Le pays qui n'est pas non plus parvenu à mettre en oeuvre les réformes structurelles et les privatisations demandées par les créanciers traverse sa cinquième année consécutive de récession avec une baisse globale du PIB de 14%. Baisse des impôts?

Pour alléger la pression, le dirigeant de la Nouvelle Démocratie Antonis Samaras plaidait surtout jusqu'à présent pour des abaissements de taxation afin que l'activité des entreprises, asphyxiée par la crise, puisse repartir. A gauche, l'accent était plutôt mis sur un retour à la régulation du marché du travail, et le soutien aux salaires.

Ces mesures s'inscriraient de toutes façons dans la recherche d'un compromis plus global avec les Européens et le FMI. A en croire les engagements pré-électoraux, la future équipe se prépare à demander un report jusqu'en 2016 au lieu de 2014 pour réaliser l'assainissement budgétaire demandé à la Grèce. Pour M. Samaras, tout comme pour M. Vénizélos, il est essentiel de convaincre le Dimar de participer au gouvernement pour éviter la répétition du couple désavoué précédent et apporter une caution de gauche au nouvel exécutif.

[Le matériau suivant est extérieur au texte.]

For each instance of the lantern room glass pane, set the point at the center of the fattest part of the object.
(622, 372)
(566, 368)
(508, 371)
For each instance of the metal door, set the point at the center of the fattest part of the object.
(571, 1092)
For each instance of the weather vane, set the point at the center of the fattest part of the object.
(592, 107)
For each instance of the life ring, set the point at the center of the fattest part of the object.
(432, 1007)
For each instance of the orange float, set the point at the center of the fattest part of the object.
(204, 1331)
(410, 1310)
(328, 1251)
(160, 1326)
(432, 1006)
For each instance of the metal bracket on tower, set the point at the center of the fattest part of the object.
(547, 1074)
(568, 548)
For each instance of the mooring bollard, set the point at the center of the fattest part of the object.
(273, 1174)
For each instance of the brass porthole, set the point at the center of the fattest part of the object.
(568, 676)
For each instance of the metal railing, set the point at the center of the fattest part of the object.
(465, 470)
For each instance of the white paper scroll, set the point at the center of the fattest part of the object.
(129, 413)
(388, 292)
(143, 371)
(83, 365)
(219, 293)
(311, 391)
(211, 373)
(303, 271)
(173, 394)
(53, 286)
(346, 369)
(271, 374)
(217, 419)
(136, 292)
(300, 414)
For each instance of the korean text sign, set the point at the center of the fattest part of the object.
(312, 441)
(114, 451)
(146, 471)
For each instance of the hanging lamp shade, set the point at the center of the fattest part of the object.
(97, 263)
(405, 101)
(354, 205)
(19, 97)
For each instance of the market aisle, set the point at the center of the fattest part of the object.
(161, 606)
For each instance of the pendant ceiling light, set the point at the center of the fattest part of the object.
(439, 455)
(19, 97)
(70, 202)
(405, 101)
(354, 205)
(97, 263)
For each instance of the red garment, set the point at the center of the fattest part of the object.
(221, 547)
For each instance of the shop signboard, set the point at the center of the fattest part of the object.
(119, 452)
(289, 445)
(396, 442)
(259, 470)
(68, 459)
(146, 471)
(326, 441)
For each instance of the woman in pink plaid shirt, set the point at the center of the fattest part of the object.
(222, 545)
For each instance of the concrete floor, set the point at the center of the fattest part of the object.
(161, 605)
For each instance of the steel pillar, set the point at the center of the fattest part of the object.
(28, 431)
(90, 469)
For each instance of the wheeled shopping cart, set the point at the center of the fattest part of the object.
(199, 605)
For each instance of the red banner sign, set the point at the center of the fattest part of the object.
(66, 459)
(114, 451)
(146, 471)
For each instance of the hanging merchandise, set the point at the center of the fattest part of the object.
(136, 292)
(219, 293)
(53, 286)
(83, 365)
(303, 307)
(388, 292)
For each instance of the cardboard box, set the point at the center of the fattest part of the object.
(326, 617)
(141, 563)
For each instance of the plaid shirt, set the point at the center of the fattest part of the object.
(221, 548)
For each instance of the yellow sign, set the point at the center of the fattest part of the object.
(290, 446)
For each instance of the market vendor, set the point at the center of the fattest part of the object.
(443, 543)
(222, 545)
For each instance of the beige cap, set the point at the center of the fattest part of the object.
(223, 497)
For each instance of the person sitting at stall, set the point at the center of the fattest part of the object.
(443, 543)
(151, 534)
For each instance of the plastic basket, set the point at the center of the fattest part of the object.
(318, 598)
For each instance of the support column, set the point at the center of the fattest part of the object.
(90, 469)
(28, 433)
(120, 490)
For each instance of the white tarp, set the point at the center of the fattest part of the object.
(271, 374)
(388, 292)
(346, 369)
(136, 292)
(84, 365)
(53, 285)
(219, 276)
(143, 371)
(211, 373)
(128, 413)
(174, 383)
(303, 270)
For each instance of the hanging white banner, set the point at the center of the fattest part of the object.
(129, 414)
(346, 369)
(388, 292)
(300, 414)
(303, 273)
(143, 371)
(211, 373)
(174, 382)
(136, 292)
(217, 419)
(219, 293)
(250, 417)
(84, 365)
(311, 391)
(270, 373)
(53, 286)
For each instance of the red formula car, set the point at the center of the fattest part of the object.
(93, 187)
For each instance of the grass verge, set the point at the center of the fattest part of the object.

Pendant les tractations byzantines à Athènes, le patron de l'Eurogroupe, le luxembourgeois Jean-Claude Juncker a versé un peu d'eau froide sur les ambitions grecques en déclarant qu'il n'y aurait pas de changements profonds dans le programme de réformes demandées à la Grèce, évoquant au mieux un décalage dans le temps, dans un entretien mardi à la radio publique autrichienne 01.